There might not be a hard line between "child" and "pet," though, as 61% said they consider their pet to be their child.

And four in 10 pet parents surveyed (42%) said they've actually gotten their fur baby as a "starter child," using that as a test to see if they're ready for kids.

Respondents treat their pets like children in a variety of ways, including throwing them birthday parties (29%), wearing matching outfits (24%) and watching shows together (21%).

Results also found 41% have actually celebrated Mother's Day or Father's Day with their pet.

The lines between human child and pet are so blurred that 35% of parents admit they've called their child by their pet's name — and of those, they do so an average of 17 times per month.

"Pets are people too, and our families wouldn't be the same without our furry counterparts. We believe that the best love is the best food, and a key indicator of quality pet food is digestive health. Whether it's a fur or human baby, parenting is one of the toughest jobs there is," said Lindsey Rabaut, VP of Marketing at "I and love and you."

"Our pets are a piece of us, it's a reciprocal love, and along with that deep bond comes worry in addition to all the love and care. That is why at 'I and love and you' we do everything in partnership with our own pets, so that we know we are supporting their digestive system and helping to alleviate the top causes for concern. Happy tums make for happy bums.  

The survey found 58% want to take the best possible care of their pet since they're a part of the family — but this isn't always an easy feat, considering the trouble pets can get into.

To ensure their four-legged friend is healthy, 54% of respondents pay attention to their pet's poop, and 59% were aware that their pet's poop is a good indicator of their digestive health.

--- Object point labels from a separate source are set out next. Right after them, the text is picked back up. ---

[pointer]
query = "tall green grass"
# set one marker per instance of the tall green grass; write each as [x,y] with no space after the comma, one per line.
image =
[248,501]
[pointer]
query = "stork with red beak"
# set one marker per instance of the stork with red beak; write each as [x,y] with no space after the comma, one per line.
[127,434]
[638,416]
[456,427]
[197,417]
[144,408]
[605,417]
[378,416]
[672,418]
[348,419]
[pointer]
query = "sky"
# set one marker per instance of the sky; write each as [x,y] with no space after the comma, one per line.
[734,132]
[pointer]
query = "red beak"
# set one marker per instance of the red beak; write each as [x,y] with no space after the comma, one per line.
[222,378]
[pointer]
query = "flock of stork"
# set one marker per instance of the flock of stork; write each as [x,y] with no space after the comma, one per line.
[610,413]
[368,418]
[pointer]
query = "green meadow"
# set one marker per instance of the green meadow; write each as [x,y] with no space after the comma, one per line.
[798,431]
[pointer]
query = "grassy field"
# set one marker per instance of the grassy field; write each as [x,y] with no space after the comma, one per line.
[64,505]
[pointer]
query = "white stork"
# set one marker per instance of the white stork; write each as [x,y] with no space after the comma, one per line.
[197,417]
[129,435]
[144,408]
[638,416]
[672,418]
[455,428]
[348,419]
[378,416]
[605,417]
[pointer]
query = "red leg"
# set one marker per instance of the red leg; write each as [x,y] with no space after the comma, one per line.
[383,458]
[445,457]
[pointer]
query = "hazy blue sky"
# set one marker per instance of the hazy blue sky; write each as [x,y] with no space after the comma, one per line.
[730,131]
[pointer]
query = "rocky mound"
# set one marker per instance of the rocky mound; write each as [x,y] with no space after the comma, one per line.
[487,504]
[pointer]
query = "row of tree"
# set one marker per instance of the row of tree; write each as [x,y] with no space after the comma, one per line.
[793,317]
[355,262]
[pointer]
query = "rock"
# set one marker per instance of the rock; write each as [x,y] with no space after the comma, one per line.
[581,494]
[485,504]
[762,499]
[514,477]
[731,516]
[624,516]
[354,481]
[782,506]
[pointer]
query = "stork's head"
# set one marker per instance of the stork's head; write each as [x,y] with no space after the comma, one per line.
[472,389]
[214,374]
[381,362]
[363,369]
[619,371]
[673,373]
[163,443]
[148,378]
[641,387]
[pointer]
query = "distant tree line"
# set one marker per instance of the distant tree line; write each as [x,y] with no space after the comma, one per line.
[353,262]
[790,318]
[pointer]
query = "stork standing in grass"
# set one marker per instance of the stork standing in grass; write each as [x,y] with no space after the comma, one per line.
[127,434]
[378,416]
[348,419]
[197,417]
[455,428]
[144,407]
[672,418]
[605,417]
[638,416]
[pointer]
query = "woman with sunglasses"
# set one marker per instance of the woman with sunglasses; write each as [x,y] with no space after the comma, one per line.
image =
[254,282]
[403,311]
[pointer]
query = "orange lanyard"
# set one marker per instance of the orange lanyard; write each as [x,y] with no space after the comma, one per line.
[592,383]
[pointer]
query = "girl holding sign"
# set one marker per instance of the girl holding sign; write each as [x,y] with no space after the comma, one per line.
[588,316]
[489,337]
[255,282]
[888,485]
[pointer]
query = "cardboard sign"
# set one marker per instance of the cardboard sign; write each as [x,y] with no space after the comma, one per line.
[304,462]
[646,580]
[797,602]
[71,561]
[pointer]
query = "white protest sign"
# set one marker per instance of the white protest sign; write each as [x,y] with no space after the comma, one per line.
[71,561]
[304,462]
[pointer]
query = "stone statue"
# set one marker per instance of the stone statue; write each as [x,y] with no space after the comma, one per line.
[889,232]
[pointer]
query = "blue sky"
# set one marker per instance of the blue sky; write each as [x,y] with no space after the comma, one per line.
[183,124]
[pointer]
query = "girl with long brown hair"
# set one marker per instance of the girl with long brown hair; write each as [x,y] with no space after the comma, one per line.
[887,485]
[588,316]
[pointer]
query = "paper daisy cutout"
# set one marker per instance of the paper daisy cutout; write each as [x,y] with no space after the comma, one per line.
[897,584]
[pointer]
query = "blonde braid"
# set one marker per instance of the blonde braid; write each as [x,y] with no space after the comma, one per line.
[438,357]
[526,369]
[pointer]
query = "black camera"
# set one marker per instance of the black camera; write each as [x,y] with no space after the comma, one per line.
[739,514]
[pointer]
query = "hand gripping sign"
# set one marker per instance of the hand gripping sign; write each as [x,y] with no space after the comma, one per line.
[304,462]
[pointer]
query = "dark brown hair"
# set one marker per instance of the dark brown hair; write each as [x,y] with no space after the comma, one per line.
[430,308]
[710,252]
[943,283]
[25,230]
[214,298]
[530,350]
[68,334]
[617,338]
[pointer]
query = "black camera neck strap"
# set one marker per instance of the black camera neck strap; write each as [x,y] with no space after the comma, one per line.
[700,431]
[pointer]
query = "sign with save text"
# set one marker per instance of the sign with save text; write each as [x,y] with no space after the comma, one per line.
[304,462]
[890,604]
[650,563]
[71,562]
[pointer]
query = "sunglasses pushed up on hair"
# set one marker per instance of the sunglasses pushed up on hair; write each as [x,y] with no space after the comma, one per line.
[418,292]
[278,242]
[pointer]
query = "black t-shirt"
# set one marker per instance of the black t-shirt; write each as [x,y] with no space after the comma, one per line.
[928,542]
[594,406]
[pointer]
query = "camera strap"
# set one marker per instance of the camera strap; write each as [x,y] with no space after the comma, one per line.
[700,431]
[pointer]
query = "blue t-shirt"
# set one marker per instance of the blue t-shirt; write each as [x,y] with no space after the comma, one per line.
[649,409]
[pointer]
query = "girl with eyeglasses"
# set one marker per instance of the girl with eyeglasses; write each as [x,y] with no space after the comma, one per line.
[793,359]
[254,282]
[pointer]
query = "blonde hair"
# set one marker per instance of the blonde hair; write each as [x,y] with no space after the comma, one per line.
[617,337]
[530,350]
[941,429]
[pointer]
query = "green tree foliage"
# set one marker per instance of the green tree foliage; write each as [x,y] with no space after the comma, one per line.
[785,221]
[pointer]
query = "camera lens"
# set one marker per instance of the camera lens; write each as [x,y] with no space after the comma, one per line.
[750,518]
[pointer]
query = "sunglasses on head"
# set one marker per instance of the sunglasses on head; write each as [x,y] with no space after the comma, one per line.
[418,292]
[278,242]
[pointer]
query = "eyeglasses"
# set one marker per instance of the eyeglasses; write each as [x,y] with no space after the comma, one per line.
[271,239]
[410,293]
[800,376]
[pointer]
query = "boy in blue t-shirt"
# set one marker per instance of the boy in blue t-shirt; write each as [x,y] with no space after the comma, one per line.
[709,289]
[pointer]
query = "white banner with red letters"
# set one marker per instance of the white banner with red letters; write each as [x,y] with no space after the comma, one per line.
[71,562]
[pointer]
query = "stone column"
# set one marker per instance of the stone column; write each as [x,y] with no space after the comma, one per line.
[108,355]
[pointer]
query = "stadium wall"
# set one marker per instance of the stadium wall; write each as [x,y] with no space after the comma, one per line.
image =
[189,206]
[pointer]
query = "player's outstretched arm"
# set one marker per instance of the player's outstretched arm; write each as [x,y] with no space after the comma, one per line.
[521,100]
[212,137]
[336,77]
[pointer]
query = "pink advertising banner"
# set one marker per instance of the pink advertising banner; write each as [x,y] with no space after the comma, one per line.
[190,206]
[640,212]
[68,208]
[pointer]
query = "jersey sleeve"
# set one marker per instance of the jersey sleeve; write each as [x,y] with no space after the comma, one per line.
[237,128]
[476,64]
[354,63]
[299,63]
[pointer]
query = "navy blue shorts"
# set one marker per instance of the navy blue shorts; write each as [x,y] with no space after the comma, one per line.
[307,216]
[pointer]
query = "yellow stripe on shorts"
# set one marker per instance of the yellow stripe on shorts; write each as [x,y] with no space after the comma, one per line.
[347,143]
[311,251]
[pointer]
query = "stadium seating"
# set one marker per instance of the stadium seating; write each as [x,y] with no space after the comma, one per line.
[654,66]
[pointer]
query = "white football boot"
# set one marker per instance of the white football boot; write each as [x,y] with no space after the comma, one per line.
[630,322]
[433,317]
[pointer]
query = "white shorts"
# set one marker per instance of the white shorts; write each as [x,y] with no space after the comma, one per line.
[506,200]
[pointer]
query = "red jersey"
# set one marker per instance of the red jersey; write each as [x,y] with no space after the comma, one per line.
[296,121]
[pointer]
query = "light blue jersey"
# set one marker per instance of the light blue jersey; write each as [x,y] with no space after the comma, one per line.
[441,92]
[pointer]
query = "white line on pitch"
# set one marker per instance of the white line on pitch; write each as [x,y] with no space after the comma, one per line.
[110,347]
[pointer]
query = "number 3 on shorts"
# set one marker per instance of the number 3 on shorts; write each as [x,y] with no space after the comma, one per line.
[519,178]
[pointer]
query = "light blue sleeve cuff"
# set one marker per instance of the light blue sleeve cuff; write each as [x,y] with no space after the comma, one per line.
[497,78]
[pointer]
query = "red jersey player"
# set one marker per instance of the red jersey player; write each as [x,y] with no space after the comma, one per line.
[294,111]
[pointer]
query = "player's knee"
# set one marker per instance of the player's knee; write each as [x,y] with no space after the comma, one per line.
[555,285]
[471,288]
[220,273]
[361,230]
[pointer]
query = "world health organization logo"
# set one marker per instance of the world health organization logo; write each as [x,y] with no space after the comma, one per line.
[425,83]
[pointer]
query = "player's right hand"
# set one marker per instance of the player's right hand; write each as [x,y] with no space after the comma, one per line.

Results found that 24% research what their pet's poop should look like on a weekly basis — while 10% admit they look it up daily.

And to help their pets stay healthy, 48% look for pet food that has added pre and probiotics to support their pet's digestive health.

"One thing we all do as parents, is pay attention to poop! We care about what goes in just as much as what comes out, and we all do a happy dance when its healthy and normal. It's a sense of pride," said Rabaut. "We make all our food with the highest quality ingredients and every kibble has added prebiotics and probiotics that promote digestive health as it's critical for healthy poops."